Serious as Hitler, dad.
“How important is the conversation you will have with strangers, once the book is out in the public?”
Clearly, also very important. Strangers are ultimately who I am writing for. My friends will be happy for me, a few will even read the book cover to cover. But the real audience for this book is people who never heard of Irv Widaen. As far as they go, he’s a fictional front man for the telling of a story much bigger than the conflicts of his individual life. The larger conversation, that’s really what I am excited about.
“Clearly,” said the skeleton. “So excited you’d engage in a two year chat with a dead man, for lack of a more suitable interlocutor.”
One small step better than talking to the wall, I think you’ll agree.
“You’ll get no argument from me, Elie. How important is your fantasy of talking to Terry Gross and Leonard Lopate about the book?”
Fairly important, I guess. For multiple reasons. Leaving aside the marketing angle, and getting to speak directly to their demographic, I think they are both excellent interviewers and I’d enjoy talking to them.

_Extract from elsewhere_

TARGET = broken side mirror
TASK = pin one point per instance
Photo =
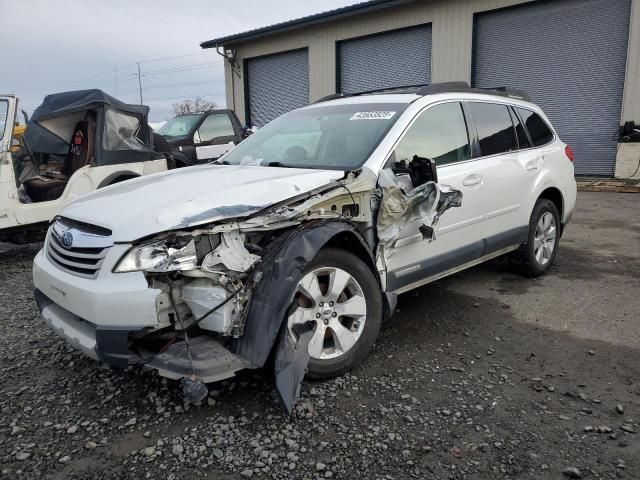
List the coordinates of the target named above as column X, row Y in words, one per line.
column 422, row 170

Beyond that, they don’t talk to just anybody. Sometimes you’ll hear an interview that seems to contradict that, but in general, they are asking nuanced, intelligent questions about things that people have written, sung, acted out. Would you not have looked forward to a chance to talk to somebody like that?
“Oh, absolutely,” said the skeleton, beginning to slump back into his grave.
Well, there you go, dad. Anyway, let me catch you later, you seem to be slouching toward a well-deserved nap.
“My reward,” said the skeleton, settling back into the dark earth of his grave.